Former CEO of AEMO, Audrey Zibelman, unexpectedly resigned from the position last year, and it is understood that the resignation, at least in part, was the result of conflict between Zibelman and the Morrison government about the future of gas in the electricity system.
Zibelman subsequently took up a position leading Google’s X initiative, which develops new technologies for the tech company.
Minister for International Development and the Pacific, Zed Seselja, who represented Taylor at the senate estimates hearing, told a senate estimates hearing on Monday that there was a disagreement between the government and AEMO over gas price assumptions, as the government had the view that gas prices would be lower into the future.
“I think it’s fair to say that the government sought to understand and raised I think the very clear discrepancy between the ISP gas assumptions and the significant reductions in gas prices over the last 18 months and the forward gas price. So to that extent, I think there was a disagreement,” Seselja said.
“Certainly, we have independent bodies to give all sorts of independent advice. But we are also free to question that advice. And particularly, when we see price assumptions that don’t always match what have been the actual results going forward,” Seselja added.
Rachel Parry said that at the time, the Department believed that Australian gas prices could have continued to fall and that the 2020 Integrated System Plan, which predicted a diminishing role for gas in the future electricity system, could be out of date.
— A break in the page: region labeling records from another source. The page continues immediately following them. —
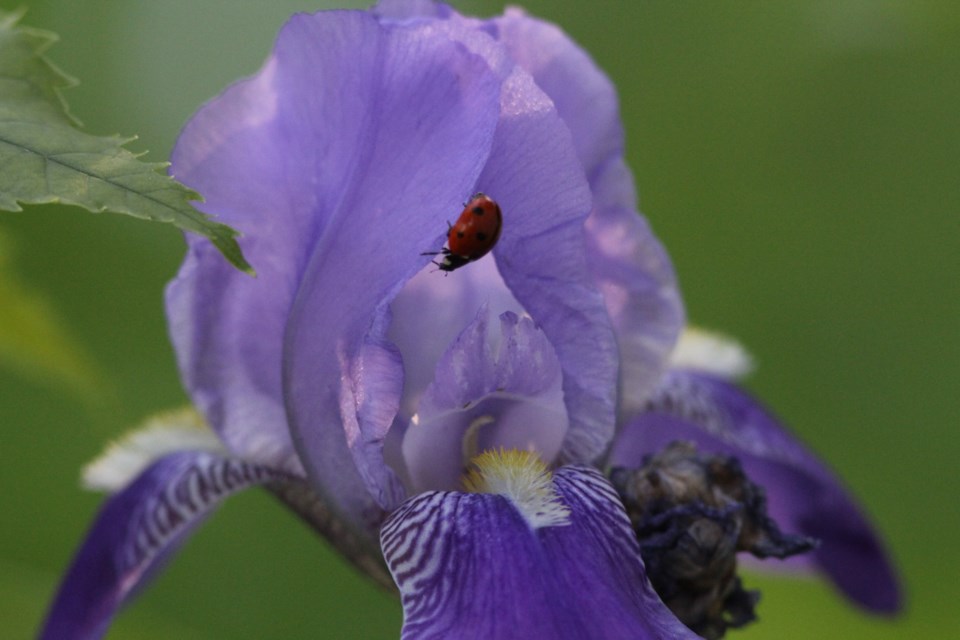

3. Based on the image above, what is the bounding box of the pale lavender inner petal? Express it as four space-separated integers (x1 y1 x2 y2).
283 14 499 531
403 307 568 492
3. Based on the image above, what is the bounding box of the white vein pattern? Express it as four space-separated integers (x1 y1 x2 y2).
120 452 290 573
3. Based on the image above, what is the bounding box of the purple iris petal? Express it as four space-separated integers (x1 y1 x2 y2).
40 451 290 640
381 467 697 640
170 12 499 536
492 9 684 415
403 307 567 491
610 371 901 613
388 2 617 470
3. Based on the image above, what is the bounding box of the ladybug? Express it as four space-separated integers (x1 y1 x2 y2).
420 193 503 271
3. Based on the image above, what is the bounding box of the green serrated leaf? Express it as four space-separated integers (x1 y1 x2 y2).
0 12 253 274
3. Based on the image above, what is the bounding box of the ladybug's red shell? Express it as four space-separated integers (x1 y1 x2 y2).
425 193 503 271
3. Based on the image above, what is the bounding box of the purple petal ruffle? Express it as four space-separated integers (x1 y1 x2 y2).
381 467 697 640
39 451 290 640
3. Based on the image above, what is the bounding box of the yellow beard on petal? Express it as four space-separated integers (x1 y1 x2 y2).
463 448 570 529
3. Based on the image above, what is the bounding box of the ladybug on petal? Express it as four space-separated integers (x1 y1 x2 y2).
421 193 503 271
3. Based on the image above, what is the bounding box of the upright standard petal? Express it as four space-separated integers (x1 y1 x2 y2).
278 13 500 536
610 370 901 613
40 451 291 640
381 467 696 640
492 8 684 415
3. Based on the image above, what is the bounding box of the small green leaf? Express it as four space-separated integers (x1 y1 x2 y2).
0 12 253 274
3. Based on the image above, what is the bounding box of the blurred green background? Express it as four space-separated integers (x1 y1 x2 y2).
0 0 960 639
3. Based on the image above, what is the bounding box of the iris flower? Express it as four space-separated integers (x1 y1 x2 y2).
42 0 900 640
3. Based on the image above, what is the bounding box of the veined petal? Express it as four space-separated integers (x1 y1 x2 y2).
478 69 618 462
610 371 901 613
491 8 684 415
381 467 696 640
40 451 291 640
403 306 568 491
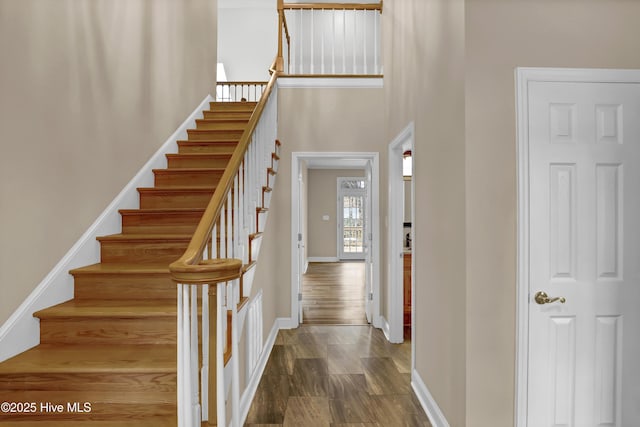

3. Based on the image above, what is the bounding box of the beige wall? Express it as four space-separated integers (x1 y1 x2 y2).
307 169 364 258
256 89 387 322
465 0 640 427
381 0 466 427
218 0 278 81
0 0 216 324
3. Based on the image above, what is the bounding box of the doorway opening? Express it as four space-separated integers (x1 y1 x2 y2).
387 123 415 345
291 152 380 327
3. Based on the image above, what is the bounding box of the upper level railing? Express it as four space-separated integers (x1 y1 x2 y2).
216 81 267 102
276 0 382 75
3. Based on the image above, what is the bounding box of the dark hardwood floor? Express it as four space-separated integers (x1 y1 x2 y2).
245 325 431 427
302 262 367 325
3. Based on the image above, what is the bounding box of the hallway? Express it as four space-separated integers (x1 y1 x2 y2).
245 325 431 427
302 262 367 325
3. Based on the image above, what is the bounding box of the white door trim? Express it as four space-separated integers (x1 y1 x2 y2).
387 122 415 344
291 152 382 328
515 68 640 427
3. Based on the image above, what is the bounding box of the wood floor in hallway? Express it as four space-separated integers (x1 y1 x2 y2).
302 262 367 325
245 325 431 427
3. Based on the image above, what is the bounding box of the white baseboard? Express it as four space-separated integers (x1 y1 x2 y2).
411 368 449 427
0 95 213 362
308 256 340 262
380 316 391 342
276 317 300 329
240 319 280 425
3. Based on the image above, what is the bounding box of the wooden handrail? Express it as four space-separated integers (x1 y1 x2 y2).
216 80 267 86
283 2 382 12
169 71 280 284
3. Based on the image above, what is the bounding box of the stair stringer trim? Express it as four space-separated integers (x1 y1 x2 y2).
0 95 214 362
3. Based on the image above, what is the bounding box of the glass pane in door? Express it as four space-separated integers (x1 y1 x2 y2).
342 196 364 255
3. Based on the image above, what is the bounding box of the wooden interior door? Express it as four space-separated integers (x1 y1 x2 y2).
527 81 640 427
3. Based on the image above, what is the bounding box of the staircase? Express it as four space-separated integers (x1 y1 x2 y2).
0 102 262 427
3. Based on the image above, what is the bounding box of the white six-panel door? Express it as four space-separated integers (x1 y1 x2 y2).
526 81 640 427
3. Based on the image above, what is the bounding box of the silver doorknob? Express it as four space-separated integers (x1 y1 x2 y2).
533 291 567 305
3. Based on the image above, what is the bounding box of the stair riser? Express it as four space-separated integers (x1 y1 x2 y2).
140 190 213 209
187 129 244 141
202 110 252 121
178 141 238 154
0 402 177 427
122 212 202 234
167 154 231 169
196 120 247 131
100 241 189 263
155 169 223 188
40 316 177 344
74 275 177 301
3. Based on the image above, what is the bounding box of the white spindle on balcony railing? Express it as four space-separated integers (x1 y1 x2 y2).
278 0 382 75
171 73 279 427
216 81 267 102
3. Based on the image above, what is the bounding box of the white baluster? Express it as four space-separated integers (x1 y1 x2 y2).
320 9 326 74
342 9 347 74
352 9 358 74
373 10 380 74
309 9 316 74
182 285 193 427
190 285 201 426
226 191 235 258
177 284 184 427
231 280 240 427
219 202 227 258
216 283 227 426
362 9 368 74
200 285 210 421
331 9 336 74
296 10 304 74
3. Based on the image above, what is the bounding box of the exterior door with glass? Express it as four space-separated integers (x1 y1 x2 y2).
338 177 367 260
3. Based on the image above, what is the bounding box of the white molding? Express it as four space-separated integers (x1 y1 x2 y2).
240 319 280 425
308 256 340 262
276 317 298 329
0 95 213 361
294 152 381 327
411 369 449 427
514 67 640 427
218 0 277 11
378 316 391 341
278 77 384 89
387 122 417 344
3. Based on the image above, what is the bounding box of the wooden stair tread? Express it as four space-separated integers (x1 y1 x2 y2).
118 208 204 215
165 154 231 160
153 168 224 174
69 262 169 276
0 344 177 374
138 185 216 193
0 417 176 427
178 139 240 146
34 300 177 319
196 118 249 124
96 233 193 242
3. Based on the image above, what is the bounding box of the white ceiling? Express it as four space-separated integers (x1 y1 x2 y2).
305 157 367 169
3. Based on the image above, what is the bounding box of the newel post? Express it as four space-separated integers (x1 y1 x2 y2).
276 0 284 72
210 284 224 426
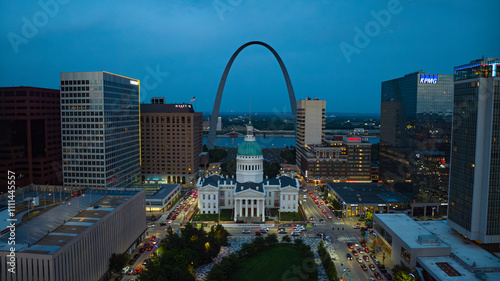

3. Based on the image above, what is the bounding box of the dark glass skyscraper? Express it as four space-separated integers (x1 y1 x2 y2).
448 58 500 243
380 71 453 202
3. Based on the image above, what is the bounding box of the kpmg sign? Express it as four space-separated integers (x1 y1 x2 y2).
420 74 437 84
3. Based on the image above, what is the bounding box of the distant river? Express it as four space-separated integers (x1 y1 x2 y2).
203 136 380 148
“It was our view that when the ISP was reaching a conclusion that we became concerned that the gas price assumptions that had been used to underpin the ISP were almost a year out of date,” Parry said. “So we wanted to make sure that we were testing the ISP outputs, in terms of what happens if those gas prices continue to go south and does that change the outcome of the ISP.”
Parry added that the government believes that there are many analysts predicting lower gas prices but did not identify which ones.
“We have a lot of different market analysts who would suggest that gas price assumptions and forward gas prices are decreasing,” Parry said.
Federal energy and emissions reduction minister Angus Taylor is understood to have put pressure on the Australian Energy Market Operator (AEMO) to model a ‘gas led recovery’ based scenario as part of its next Integrated System Plan, due to be released in 2022.
The modelling scenario was subsequently relegated to a ‘sensitivity analysis’ rather than as one of five core scenarios after being criticised by major players within the energy market as being unrealistic.